MIASTO
Składowisko przy Krakowskiej będzie uprzątnięte w przyszłym tygodniu? Miasto będzie chciało zwrotu pieniędzy
Najprawdopodobniej w środę teren dawnej Agromy ma zostać ostatecznie oczyszczony z niebezpiecznych substancji. Z tego miejsca pozbyto się do tej pory tysiąc ton trujących i żrących substancji. Koszt całej operacji to prawie 5,5 miliona złotych, które miasto będzie chciało wyegzekwować od właściciela składowiska.
Na miejscu pozostały jeszcze 32 tony odpadów, ze względu na niedoszacowanie ich ilości przez miasto. Na dalszą część prac potrzebne były jednak dodatkowe środki. Kieleccy radni przekazali na ten cel 132 tysiące złotych. Wywiezienie odpadów jest jednak dość skomplikowane ze względu na to, że stanowią je chlorowce organiczne, które są trudne do utylizacji.

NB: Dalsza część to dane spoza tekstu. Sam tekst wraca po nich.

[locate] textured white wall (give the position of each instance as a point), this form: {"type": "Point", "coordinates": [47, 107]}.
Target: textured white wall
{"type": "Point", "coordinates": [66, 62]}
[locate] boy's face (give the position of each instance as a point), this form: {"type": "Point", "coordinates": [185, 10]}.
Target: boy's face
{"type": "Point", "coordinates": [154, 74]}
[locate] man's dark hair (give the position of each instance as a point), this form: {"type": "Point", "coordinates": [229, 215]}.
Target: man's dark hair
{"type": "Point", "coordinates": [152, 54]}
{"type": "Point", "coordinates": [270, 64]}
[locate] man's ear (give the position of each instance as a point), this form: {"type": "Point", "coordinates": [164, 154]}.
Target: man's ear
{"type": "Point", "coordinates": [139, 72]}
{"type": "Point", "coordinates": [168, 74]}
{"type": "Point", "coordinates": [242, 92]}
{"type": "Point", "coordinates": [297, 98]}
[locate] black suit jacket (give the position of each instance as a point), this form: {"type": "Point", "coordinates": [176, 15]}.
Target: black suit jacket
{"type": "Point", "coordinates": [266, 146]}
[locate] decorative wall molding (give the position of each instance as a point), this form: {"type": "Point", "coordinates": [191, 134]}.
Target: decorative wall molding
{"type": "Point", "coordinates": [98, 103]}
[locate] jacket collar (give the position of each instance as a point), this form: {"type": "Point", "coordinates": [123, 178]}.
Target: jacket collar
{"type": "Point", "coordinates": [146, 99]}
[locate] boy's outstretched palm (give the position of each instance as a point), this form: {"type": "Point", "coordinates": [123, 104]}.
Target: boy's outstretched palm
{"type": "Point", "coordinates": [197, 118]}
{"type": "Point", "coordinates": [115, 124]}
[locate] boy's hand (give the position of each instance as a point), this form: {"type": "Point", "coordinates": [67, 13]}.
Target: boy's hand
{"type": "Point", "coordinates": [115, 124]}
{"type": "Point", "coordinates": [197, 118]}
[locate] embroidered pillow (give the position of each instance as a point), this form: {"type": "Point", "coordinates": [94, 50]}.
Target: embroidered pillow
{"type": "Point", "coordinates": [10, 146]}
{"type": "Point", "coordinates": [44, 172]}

– Mam nadzieję, że w środę przyjedzie cysterna i przepompuje zalegające tam kwasy. Jeśli tak się stanie, nie będziemy musieli płacić Straży Miejskiej, aby monitorowała ten teren. Zależy nam na czasie, również ze względu na kwestię egzekucji środków poniesionych przez nas w związku z uprzątnięciem tego miejsca – przyznaje Agata Binkowska, dyrektor Wydziału Gospodarki Komunalnej i Środowiska w kieleckim Urzędzie Miasta.
Wspomniana kwota nie jest mała. Chodzi o prawie 5,5 miliona złotych, które zostały przekazane na zastępczy proces oczyszczenia terenu dawnej Agromy. Oznacza to, że miasto będzie domagało się od właściciela składowiska rekompensaty. – Postaramy się uzyskać ją w ramach postępowania administracyjnego, razem z Urzędem Skarbowym. Na szczęście mamy co zająć, ponieważ właściciel dysponuje pewnymi nieruchomościami – informuje dyrektor Binkowska.
Przypomnijmy, że właścicielem spółki odpowiedzialnej za składowisko jest były wójt Piekoszowa Tadeusz D., który znajduje się obecnie w areszcie. Jest on również świadkiem w sprawie nielegalnych składowisk w Nowinach, a jego powiązania z mafią śmieciową bada prokuratura.